The number of plants in \(20\) houses in a locality.
What is unknown?
The mean number of plants per house and the method used for finding the mean.
Reasoning:
We can solve this question by any method of finding mean but here we will use direct method to solve this question because the data given is small.
The mean (or average) of observations, as we know, is the sum of the values of all the observations divided by the total number of observations.
We know that if \(\ x_1, x_2, \ldots, x_n \) are observations with respective frequencies \(f_{1}, f_{2}, \ldots, f_{n}\) then this means observation \(\ x_1 \text { occurs } f_1 \text { times, } x_2 \text { occurs } f_2\) times, and so on.
\(\ x\) is the class mark for each interval, you can find the value of \(\ x\) by using
class mark
\[\begin{align}\left(x_i\right) =\frac{\text { upper limit + lower limit }}{2}\end{align}\]
Now, the sum of the values of all the observations \(=\ f_1 \ x_1+\ f_2 x_2+\ldots+\ f_n \ x_n\) and the number of observations \(=f_1+f_2+\ldots+f_n\).
So, the mean of the data is given by
\[\begin{align}\ \overline x\!=\!\frac{f_{1} x_{1}\!+\!f_{2} x_{2}\!+\!\ \ldots \ldots\!+\!f_{n} x_{n}}{f_{1}\!+\!f_{2}\!+\!\ldots \ldots\!+\!f_{n}}\end{align}\]

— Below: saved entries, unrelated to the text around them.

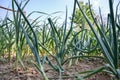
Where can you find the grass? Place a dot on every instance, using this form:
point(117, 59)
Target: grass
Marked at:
point(63, 44)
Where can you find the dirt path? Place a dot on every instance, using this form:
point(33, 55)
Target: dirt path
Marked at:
point(7, 71)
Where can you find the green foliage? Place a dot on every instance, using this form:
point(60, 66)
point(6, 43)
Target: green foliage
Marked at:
point(79, 19)
point(110, 51)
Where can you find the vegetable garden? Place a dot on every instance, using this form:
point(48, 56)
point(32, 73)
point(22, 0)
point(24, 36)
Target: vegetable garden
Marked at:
point(50, 46)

\(\begin{align}\overline x=\frac{\sum f_{i} x_{i}}{\Sigma f_{i}}\end{align}\) where \(i\) varies from \(1\) to \(n\)
Steps:
Number of plants | Number of houses\(\ (f_i)\) | \(\ x_i\) | \(\ f_ix_i\) | |
---|---|---|---|---|
\(0 - 2\) | \(1\) | \(1\) | \(1\) | |
\(2 - 4\) | \(2\) | \(3\) | \(6\) | |
\(4 - 6\) | \(1\) | \(5\) | \(5\) | |
\(6 - 8\) | \(5\) | \(7\) | \(35\) | |
\(8 - 10\) | \(6\) | \(9\) | \(54\) | |
\(10 - 12\) | \(2\) | \(11\) | \(22\) | |
\(12 - 14\) | \(3\) | \(13\) | \(39\) | |
\(\Sigma f_i = 20\) | \(\Sigma f_ix_i = 162\) |
From the table it can be observed that,
\[\begin{align}\Sigma f_i=20, \\ \Sigma f_ix_i =162\end{align}\]

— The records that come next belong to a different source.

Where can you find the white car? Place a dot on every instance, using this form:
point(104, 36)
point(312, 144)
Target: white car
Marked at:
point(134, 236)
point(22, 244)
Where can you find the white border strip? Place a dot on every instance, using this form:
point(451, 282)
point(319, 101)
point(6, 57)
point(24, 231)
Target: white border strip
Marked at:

\[\begin{align} \text { Mean } \overline x &=\frac{\Sigma f_i x_i}{\Sigma f_i} \\ &=\frac{162}{20} \\ &=8.1 \end{align}\]
Thus, the mean number of plants each house has \(8.1.\)
Here, we have used the direct method because the value of \(x_i\) and \(f_i\) are small.